Hinter den Kulissen des Erhabenen

Dabei entstehen erhabene Aufnahmen großer Winterlandschaften oder romantische Sehnsuchtsbilder idyllisch leuchtender Dörfer unter dem alpinen Nachthimmel. Daneben finden sich Aufnahmen weggekarrter Schneemassen, Videos von sich ständig wiederholenden Handgriffen an einem Schaltpult, von schaufelnden und kehrenden Arbeitern.

Und eine weitere Ebene kommt dazu: Die Werke Melanie Manchots verfügen unabhängig von ihrer inhaltlichen Auseinandersetzung immer über eine eigenständige Ebene formaler, fast grafischer Qualitäten. Farbe, Proportion, Linie und Fläche, die Auseinandersetzung mit den Medien Film und Fotografie öffnen weitere Zugänge zu ihrem Werk. Dokumentation und Fiktion verbinden sich, Diskurs und Form finden einen vielschichtigen Ausdruck.

Snowdance – Region, Bild, Musik

Zur Intention der Reihe INN SITU gehört die intensive Auseinandersetzung der Fotokünstlerinnen und -künstler mit der Region und ihre Zusammenarbeit mit einem von uns eingeladenen Musikschaffenden aus Tirol oder Vorarlberg. Die Arbeit „Snowdance“ steht beispielhaft für die künstlerische Haltung hinter diesem Format. Alle Werke der Ausstellung sind Ergebnisse persönlicher Begegnungen und des neugierigen Sicheinlassens der Mitarbeiter des Vorarlberger Skigebietes auf die Arbeit der Londoner Künstlerin.
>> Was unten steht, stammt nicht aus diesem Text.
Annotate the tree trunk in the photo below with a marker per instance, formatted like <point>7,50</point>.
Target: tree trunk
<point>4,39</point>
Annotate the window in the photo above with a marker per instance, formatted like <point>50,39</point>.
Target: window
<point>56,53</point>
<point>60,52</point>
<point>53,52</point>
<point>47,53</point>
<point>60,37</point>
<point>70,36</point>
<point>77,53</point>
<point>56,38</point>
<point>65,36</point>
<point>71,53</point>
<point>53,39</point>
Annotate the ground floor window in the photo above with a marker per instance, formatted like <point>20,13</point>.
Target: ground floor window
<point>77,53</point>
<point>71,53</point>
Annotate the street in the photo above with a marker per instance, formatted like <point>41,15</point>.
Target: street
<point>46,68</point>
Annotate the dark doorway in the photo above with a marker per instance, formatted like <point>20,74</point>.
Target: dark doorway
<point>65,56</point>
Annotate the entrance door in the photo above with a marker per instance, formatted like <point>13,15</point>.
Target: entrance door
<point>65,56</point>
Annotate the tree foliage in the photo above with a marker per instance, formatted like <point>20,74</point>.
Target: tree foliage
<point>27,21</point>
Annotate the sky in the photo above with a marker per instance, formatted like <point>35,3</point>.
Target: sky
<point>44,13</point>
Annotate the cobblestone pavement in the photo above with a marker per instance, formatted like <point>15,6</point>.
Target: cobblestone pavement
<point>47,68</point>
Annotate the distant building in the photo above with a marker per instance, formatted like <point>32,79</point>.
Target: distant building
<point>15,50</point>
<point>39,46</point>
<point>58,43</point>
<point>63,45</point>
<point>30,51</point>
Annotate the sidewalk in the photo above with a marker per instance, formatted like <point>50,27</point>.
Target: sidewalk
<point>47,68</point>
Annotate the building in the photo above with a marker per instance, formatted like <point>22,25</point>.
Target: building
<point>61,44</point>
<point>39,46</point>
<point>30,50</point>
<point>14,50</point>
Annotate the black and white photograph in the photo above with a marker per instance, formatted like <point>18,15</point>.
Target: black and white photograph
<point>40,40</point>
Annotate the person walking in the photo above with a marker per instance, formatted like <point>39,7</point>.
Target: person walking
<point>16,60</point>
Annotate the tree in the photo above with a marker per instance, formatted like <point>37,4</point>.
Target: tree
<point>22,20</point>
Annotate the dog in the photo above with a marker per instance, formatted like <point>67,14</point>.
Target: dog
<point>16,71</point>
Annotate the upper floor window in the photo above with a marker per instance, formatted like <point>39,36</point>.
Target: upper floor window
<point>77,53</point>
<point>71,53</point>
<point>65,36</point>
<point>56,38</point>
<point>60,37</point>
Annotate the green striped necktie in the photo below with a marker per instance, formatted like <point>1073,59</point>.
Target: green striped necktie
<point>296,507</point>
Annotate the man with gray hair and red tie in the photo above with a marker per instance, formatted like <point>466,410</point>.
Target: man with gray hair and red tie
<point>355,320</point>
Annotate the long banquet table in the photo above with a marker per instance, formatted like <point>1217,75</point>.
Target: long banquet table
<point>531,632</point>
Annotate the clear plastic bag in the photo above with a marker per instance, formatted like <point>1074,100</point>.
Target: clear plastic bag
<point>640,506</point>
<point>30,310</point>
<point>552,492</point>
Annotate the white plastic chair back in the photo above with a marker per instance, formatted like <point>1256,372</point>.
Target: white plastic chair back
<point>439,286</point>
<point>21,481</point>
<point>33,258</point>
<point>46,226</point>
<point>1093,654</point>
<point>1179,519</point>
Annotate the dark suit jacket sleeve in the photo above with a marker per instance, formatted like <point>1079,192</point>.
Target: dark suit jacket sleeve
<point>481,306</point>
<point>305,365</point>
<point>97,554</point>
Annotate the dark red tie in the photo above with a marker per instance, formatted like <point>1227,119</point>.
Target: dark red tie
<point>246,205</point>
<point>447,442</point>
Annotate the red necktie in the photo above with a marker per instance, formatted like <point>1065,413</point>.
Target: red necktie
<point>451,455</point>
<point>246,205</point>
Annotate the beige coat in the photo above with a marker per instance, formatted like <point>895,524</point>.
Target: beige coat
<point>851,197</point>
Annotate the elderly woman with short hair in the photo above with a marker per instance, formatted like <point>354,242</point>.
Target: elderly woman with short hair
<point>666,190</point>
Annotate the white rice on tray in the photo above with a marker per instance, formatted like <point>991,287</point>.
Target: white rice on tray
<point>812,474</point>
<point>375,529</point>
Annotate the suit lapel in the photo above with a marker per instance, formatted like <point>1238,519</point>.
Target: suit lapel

»Snowdance« ist eine Choreografie für acht Pistenfahrzeuge. Über eine Zeichnung skizziert die Künstlerin den Fahrern die auszuführenden Bewegungen. Durch ihre Interpretation dieser offenen Partitur werden diese zu einflussreichen „Mit-Wirkenden“ des Werks. Eine Drohne nimmt den nächtlichen Tanz der Maschinen auf. Der Tiroler Komponist und Zithervirtuose Christof Dienz – beauftragt mit der Gestaltung des INN SITU-Konzertes in Resonanz auf die Arbeit von Melanie Manchot – schuf den Soundtrack zu dieser einzigartigen Videoarbeit.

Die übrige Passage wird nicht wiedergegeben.